BC Gas in January announced that it will build a pipeline from the Fort McMurray area to transport bitumen to refineries in the Edmonton area. The 320-mile, $625-million pipeline could be onstream by 2005, the company says.
But oil and gas prices and similar economic factors ultimately will decide how many of the projects get built. Gary Pichach, senior vice president at Macdonald Engineering Group Ltd., Calgary, says he's noticed a slowing in the pace of several projects since Sept. 11. "Nothing's been canceled, nothing's delayed, but they have less aggressive schedules," he says.
Crandall worries about the potential impact of tightened regulation. "If the Kyoto Protocol is approved, it could have a negative effect," he says.
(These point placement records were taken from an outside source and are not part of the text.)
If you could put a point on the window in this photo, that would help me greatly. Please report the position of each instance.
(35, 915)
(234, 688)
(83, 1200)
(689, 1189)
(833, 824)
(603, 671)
And labor availability and productivity will continue to put pressure on costs. Dave Thompson, project manager for mechanical subcontractor Horton CBI on Syncrude's $2-billion upgrader expansion, says craft people are skilled, but there's a lot of stress. "For a man to leave his home in Edmonton to go to a job that's five or six hours away and only get home on weekends, we have to pay top dollar."
It's important to stay aware of competing projects. To keep people from jumping ship for a refinery turnaround simply because it offers more hours, for example, Thompson adds hours and pushes to get things done quickly when labor is available. But "you build contingencies in the schedule in expectation of short labor," he says.
Two Ways to Process Oil Sands
CNRL's Horizon Project offers a good overview of the kinds of construction required for oil-sands development, since it comprises both surface mining and in-situ development.
At the surface mine, huge shovels strip out ore and load it into heavy-haul trucks. The ore is transported to sizers and breakers, where it is crushed, mixed with water and solvent, and fed into a hydrotransport pipeline. The extraction process begins here, where solvent and water begin to separate bitumen from sand and clay. The bitumen-processing plant completes the separation, sending bitumen froth to an upgrader. Tailings are shunted first to a holding pond and eventually returned to a mined-out pit.
In-situ methods make more economic sense for deposits covered by more than 75 m of overburden. Two of the most common are cyclic steam stimulation (CSS), also known as "huff and puff," and steam assisted gravity drainage (SAGD). Imperial Oil Ltd. first found commercial success with CSS in 1985 at its Cold Lake site. SAGD is a newer technology. Alberta Energy Co. built the first commercial-scale SAGD plant at Foster Creek in the fall of 2001.
Both technologies require construction of well pads and extensive water-treatment facilities. "An in-situ project is mainly a water-treatment plant," says Derek Baker, operations vice president for Suncor's new Firebag in-situ development. The operation requires a steam generator, a plant to separate the heavy oil and water emulsion that is pumped to the surface and facilities to clean the water before it is recycled through the steam generator. A pipeline transports the heavy oil to the same upgrader that serves the surface mine, and another pipeline delivers the upgraded product to refineries farther south.
In addition to the processing and support facilities, utility infrastructure must be expanded: roads, bridges and work force housing are required for remote locations. Most major oil-sands projects include an onsite cogeneration plant.